WW Kolloquium: Prof. Dr. Carsten Deibel, From Ionic Defects in Halide Perovskites to Fill Factor Losses in Organic Solar Cells
Datum: 1. Juli 2025Zeit: 16:00 – 18:00Ort: H14 / Zoom
Prof. Dr. Carsten Deibel
Institut für Physik, Technische Universität Chemnitz, Germany
From Ionic Defects in Halide Perovskites to Fill Factor Losses in Organic Solar Cells
Organic semiconductors and metal halide perovskite semiconductors offer different ways to complement the application areas of established photovoltaics technologies: organic solar cells that can be printed are interesting for building integration, perovskites with their tunable bandgaps are interesting in tandem solar cells with silicon or in their own right. Here I will focus on different fundamental aspects of these two material systems.
Metal halide perovskites have shown record power conversion efficiencies approaching silicon but have the special property to be mixed electronic–ionic conductors. The properties of charged point defects in semiconductors such as halide perovskites play a critical role in determining the efficiency and stability of solar cells. Using impedance spectroscopy and deep level transient spectroscopy, we observe ionic defects rather than the electronic defects created by them. Generally, the ionic defects fulfil the Meyer–Neldel rule, allowing a categorization of defects in halide perovskite compounds despite activation energies shifting for, e.g., even minute variations of the stoichiometry. By voltage-sweep rate dependent measurements, we can assign the current–voltage hysteresis to specific ionic defects.

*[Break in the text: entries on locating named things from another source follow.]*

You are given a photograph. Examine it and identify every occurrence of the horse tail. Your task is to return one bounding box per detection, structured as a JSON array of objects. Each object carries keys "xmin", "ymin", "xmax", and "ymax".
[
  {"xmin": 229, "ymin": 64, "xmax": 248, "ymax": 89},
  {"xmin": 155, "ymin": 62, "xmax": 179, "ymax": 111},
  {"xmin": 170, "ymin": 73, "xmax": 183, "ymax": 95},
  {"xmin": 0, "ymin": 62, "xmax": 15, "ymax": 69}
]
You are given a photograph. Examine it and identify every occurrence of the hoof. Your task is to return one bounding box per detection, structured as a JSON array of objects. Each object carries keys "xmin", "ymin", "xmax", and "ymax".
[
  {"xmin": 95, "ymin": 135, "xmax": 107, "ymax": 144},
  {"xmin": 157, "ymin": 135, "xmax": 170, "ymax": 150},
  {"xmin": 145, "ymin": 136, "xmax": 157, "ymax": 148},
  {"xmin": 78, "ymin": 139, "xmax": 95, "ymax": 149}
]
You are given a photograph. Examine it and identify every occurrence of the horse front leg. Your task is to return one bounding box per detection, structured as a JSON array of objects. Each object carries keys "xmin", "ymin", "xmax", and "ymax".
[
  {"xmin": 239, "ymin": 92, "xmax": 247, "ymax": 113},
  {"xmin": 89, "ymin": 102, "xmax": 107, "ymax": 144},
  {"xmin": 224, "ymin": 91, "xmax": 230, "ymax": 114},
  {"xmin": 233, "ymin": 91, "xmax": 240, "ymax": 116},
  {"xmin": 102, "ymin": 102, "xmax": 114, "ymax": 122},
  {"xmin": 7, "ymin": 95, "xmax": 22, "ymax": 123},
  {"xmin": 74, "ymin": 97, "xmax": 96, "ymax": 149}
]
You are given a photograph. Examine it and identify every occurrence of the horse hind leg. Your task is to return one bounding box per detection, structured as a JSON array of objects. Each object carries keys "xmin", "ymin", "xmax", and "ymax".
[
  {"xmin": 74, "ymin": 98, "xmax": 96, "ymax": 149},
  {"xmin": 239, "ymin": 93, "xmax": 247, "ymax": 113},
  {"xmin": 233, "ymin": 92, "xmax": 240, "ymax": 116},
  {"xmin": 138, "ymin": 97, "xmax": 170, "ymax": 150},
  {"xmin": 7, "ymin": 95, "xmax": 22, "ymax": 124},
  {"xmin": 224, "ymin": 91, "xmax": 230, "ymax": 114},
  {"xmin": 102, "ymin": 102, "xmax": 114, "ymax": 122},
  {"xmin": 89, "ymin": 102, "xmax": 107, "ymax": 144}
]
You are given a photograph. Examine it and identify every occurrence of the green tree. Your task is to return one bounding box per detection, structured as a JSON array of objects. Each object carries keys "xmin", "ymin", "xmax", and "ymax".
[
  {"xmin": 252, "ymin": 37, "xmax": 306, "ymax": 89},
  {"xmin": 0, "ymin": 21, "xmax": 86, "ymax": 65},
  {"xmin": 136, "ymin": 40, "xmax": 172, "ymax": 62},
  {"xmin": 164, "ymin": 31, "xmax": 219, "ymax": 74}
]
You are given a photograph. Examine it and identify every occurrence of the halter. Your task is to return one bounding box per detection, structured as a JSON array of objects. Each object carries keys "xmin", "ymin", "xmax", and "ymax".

In state-of-the-art organic solar cells, one of the major limiting factors of the performance is the impact of the low active layer conductivity on the transport resistance that, in turn, limits the fill factor. In literature, there are different approaches that describe the same effect in different ways. Central to them is that the superposition principle of the diode equation – the shifting down of the dark curve by the short circuit current to describe the illuminated curve – is not valid if the active layer conductivity is rather low. The resulting changes can be described by the figure of merit for transport resistance α, determined around open circuit conditions, or by a photoshunt that appears around short circuit conditions and increases with higher illumination intensity. A higher “photoshunt” corresponds to a lower active layer conductivity, which leads to a reduced fill factor. I want to discuss the different viewpoints and show that the photoshunt and the transport resistance are closely related. The transport resistance phenomenon is generally also relevant to perovskite solar cells, as low conductive transport layers will lead to fill factor losses as well.